Horn: Lassen Sie sich überraschen.

chilli: Das wichtigste Instrument bleibt die Freiburger Stadtbau. Sie wollen sie neu ausrichten. Gibt es dafür überhaupt einen Grund?
Horn: Ich will keine Siedlungsgesellschaft 2.0, aber die FSB hat mehr Potenzial. Seit 2006 hat sie zwar 1400 neue Wohnungen gebaut, unterm Strich aber nur 300 mehr in ihrem Bestand. Wir starten jetzt eine Wohnungsbauoffensive, wir wollen, dass sie in zehn Jahren 1000 zusätzliche im Bestand hat. Das ist mein Ziel. Wenn wir mehr fordern, müssen wir aber auch mehr fördern …

chilli: Aus dem Stadtsäckel?
Horn: Wir haben noch ein paar attraktive Grundstücke, die wir günstiger abgeben könnten. Wir müssen sie aber auch sozial stärken. Die FSB macht super Arbeit, wir müssen aber mutiger auftreten und deutlicher sagen, was sie für unsere Stadt alles leistet.

chilli: Sie wollen die FSB stärken, frieren aber die Mieten ein …
Horn: Die FSB braucht eine gute Eigenkapitalquote und deswegen brauchen wir auch Mieterhöhungen. Aber wir müssen weg vom Dogma, dass wir an den Mietspiegel ranmüssen.

chilli: Die Stadtbau wird auch beim Neubaugebiet Stühlinger West mit insgesamt rund 1000 Wohneinheiten eine große Rolle spielen.
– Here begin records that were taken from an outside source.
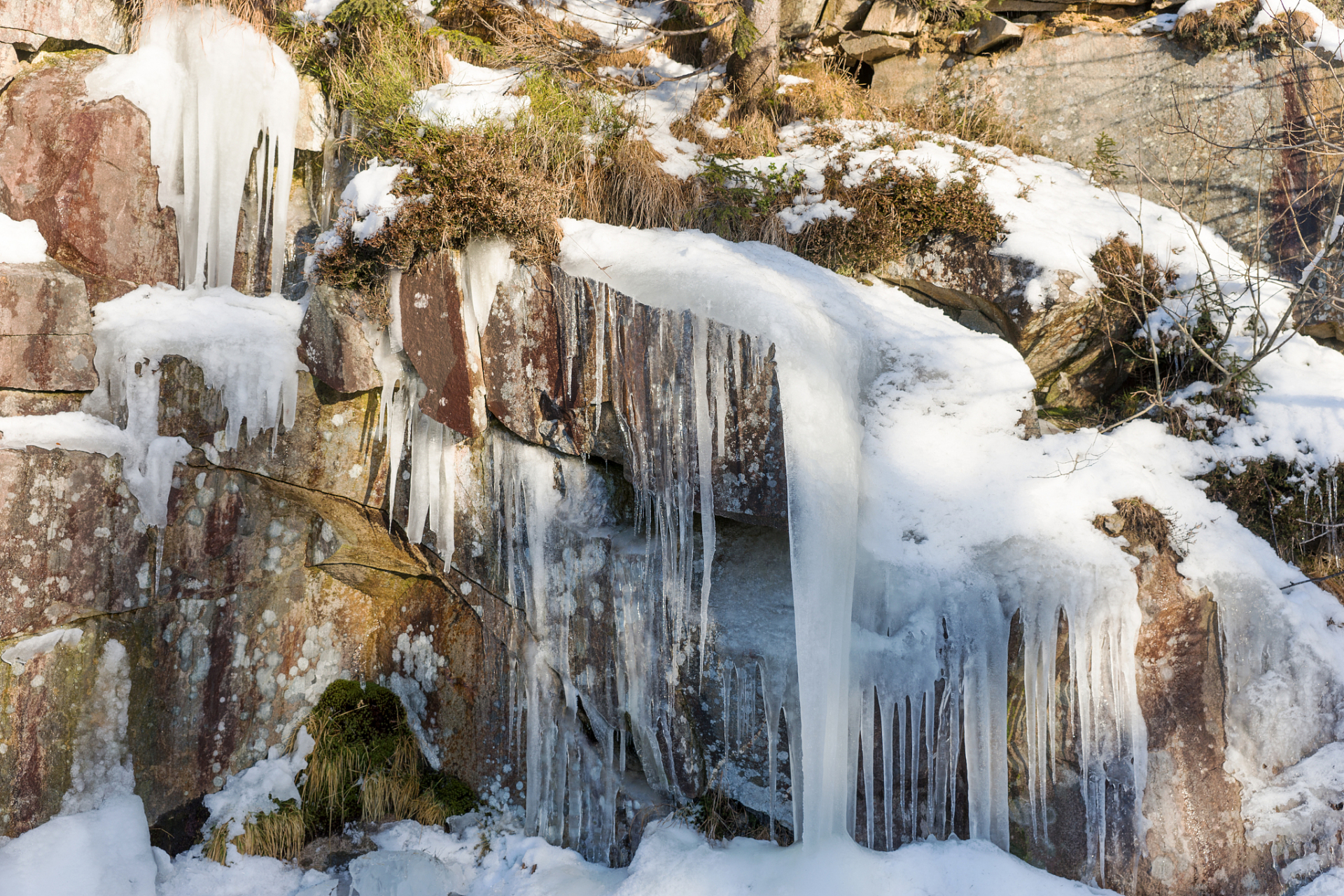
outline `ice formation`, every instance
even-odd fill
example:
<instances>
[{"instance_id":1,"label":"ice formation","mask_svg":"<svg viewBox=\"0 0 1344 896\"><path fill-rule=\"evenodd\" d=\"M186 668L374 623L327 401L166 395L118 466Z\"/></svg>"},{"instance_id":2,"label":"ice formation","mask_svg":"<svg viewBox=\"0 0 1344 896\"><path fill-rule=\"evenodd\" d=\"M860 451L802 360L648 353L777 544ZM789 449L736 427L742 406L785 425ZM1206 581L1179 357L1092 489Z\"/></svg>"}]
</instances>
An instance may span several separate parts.
<instances>
[{"instance_id":1,"label":"ice formation","mask_svg":"<svg viewBox=\"0 0 1344 896\"><path fill-rule=\"evenodd\" d=\"M0 653L0 662L8 662L15 673L23 674L24 668L35 657L50 653L63 643L77 646L82 638L83 631L81 629L52 629L51 631L24 638L19 643L5 647Z\"/></svg>"},{"instance_id":2,"label":"ice formation","mask_svg":"<svg viewBox=\"0 0 1344 896\"><path fill-rule=\"evenodd\" d=\"M98 658L93 695L75 733L70 760L70 790L60 814L99 809L114 797L130 795L136 772L126 748L130 708L130 662L120 641L109 639Z\"/></svg>"},{"instance_id":3,"label":"ice formation","mask_svg":"<svg viewBox=\"0 0 1344 896\"><path fill-rule=\"evenodd\" d=\"M426 125L470 128L492 120L511 125L532 102L509 95L524 81L515 69L484 69L452 56L448 64L448 81L411 95L411 111Z\"/></svg>"},{"instance_id":4,"label":"ice formation","mask_svg":"<svg viewBox=\"0 0 1344 896\"><path fill-rule=\"evenodd\" d=\"M1181 244L1183 224L1144 212L1154 222L1153 244ZM1113 203L1109 214L1124 210ZM1141 830L1146 752L1133 669L1133 560L1089 523L1133 494L1204 521L1208 533L1183 572L1215 591L1230 642L1250 641L1235 654L1246 668L1230 670L1230 768L1254 789L1253 768L1282 768L1332 736L1332 712L1305 705L1288 684L1337 690L1332 602L1310 586L1279 596L1278 583L1297 580L1286 578L1292 567L1189 480L1219 459L1269 451L1321 462L1344 455L1344 403L1324 400L1344 376L1337 356L1296 341L1266 360L1274 387L1243 431L1214 445L1171 439L1142 422L1111 437L1024 442L1013 427L1032 382L1020 359L895 290L862 287L765 246L591 222L564 227L562 263L571 274L761 334L778 349L806 840L848 830L890 848L946 834L964 748L970 834L1007 846L1013 621L1024 638L1032 823L1048 836L1044 802L1058 783L1059 743L1054 645L1066 622L1063 686L1078 712L1091 873L1102 879L1111 846ZM1273 314L1281 300L1262 289L1259 313ZM1292 419L1286 406L1306 396L1321 412ZM964 477L984 457L996 458L1001 477L989 490ZM1267 721L1270 707L1293 707L1293 721ZM875 794L875 779L882 799L866 799L856 817L855 794Z\"/></svg>"},{"instance_id":5,"label":"ice formation","mask_svg":"<svg viewBox=\"0 0 1344 896\"><path fill-rule=\"evenodd\" d=\"M122 458L122 476L148 525L168 521L172 466L191 446L159 435L159 363L190 359L220 392L228 414L211 450L293 426L298 399L298 325L302 308L280 296L243 296L227 286L176 290L141 286L94 308L98 388L82 411L0 418L0 445L63 447ZM124 419L118 426L113 420Z\"/></svg>"},{"instance_id":6,"label":"ice formation","mask_svg":"<svg viewBox=\"0 0 1344 896\"><path fill-rule=\"evenodd\" d=\"M220 5L165 4L140 48L108 56L89 95L125 95L149 116L159 203L177 216L184 285L233 282L238 212L255 164L258 220L271 223L271 292L285 266L285 228L298 125L298 75L289 58Z\"/></svg>"}]
</instances>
Private Bauträger sollen draußen bleiben. Weil?
Horn: Ich bin kein revolutionärer Sozialist, aber wir brauchen Wohnraum für kleine und mittlere Einkommensschichten, daher wollen wir in diesem Gebiet nur gemeinwohlorientierte Akteure zulassen. Die bauen Wohnungen, die auch nach 25 Jahren nicht verkauft werden. Und trotzdem haben wir schon deutlich mehr Anfragen als Flächen.

chilli: Sie müssen aufpassen, dass solche Vergaben rechtlich einwandfrei sind …
Horn: Ja, wir brauchen ein Vermarktungskonzept, das das schafft.

chilli: Wann geht’s los?
Horn: Ich hoffe, 2022.

chilli: Bei der zweiten großen Wohnungshoffnung Zähringen Nord dauert es auch viel länger als gedacht.
Horn: Wir sind immer noch in herausfordernden Grundstücksverhandlungen (das Rathaus vergaß den Störfallbetrieb Micronas und die damit eingeschränkte Bebaubarkeit, d. Red.). Ein konkretes Datum kann ich hier nicht nennen. Aber wir sind auch schon am Tuniberg aktiv, wir wollen, dass die Ortschaften ihren Charme behalten, aber es wird dort nicht nur Einfamilienhäuser geben.

chilli: Was sind Ihre Vorstellungen für eine Nachnutzung des Schwarzwaldstadions?
Horn: Der SC wird das nicht exklusiv ­nutzen können, auch wenn er der ­zentrale Akteur bleibt. Die ganze Sport­achse-Ost hat ihr Limit erreicht. Post Jahn und FT 1844 brauchen Flächen.

Martin Horn

chilli: Andere Nutzungen?
Horn: Der Sport hat Priorität.

chilli: Um die Stadthalle gibt es einen regelrechten Hype um neue Nutzungsideen. Bleibt sie in städtischer Hand?
Horn: Ja. Ich will eine langfristige Nutzung, die zu Freiburg passt.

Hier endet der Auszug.